On view from October 8 to November 8th, the show brings together Claire Nicolet, Iris Marchand, Jacques Merle, Aran Quinn, and Shishi San. For the past three years, our program has centered on figurative painting. With this exhibition, we set out to expand those boundaries by inviting artists working in mediums new to us. What connects them is a shared commitment to figuration in its broadest sense—whether through figures, landscapes, objects, or fragments of daily life—and a refusal of realism in favor of imagination.
Brussels-based Shishi San works with tufting, embroidery, and crochet, turning textiles into sculptural forms. Her wool vases and tapestries bring craft into the realm of contemporary art, mixing bright colors and floral motifs with a sense of play and monumentality.

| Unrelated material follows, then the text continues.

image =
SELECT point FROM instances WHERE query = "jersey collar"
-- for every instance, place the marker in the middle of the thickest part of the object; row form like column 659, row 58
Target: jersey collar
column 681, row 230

Claire Nicolet anchors the exhibition with landscapes that hover between reality and reverie. Plants, trees, and skies are heightened into presence, often through restrained, monochrome palettes. Whether on paper or canvas, her works transform familiar environments into scenes that feel immediate yet otherworldly.
Jacques Merle draws portraits that balance intimacy and theater. Often centered on archetypal figures such as centaurs, angels, and sirens, and inspired by tapestry traditions and mythology, his delicate lines place them in dreamlike worlds that suggest moments of transition, vulnerability, and stories left untold.

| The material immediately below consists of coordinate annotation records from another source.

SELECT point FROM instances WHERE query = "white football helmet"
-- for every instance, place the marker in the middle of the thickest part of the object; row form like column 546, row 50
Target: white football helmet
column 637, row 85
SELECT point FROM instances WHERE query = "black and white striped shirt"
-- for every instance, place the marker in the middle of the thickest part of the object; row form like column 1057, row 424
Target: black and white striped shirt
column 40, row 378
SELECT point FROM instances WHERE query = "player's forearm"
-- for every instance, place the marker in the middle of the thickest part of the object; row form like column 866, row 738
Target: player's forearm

Originally trained in illustration and animation, Aran Quinn now works in ceramics. His stoneware figures, couples, and creatures balance heaviness with humor, often slipping in playful details like a devil riding a snail. His clay forms feel at once raw, sensual, and direct.
Marseille-based Iris Marchand works across painting, sculpture, and ceramics. Using materials like cardboard, fabric, and gesso, she builds layered surfaces where faces, bones, and gestures appear like fragments or relics. Her work feels like an excavation, pulling the present into focus through rough, tactile forms.
Together, these five artists show how figuration can be rebuilt across mediums: clay, pigments, fluff, fabric, and line. Each treats material not as a limit but as an opening, transforming what is seen into something felt and imagined.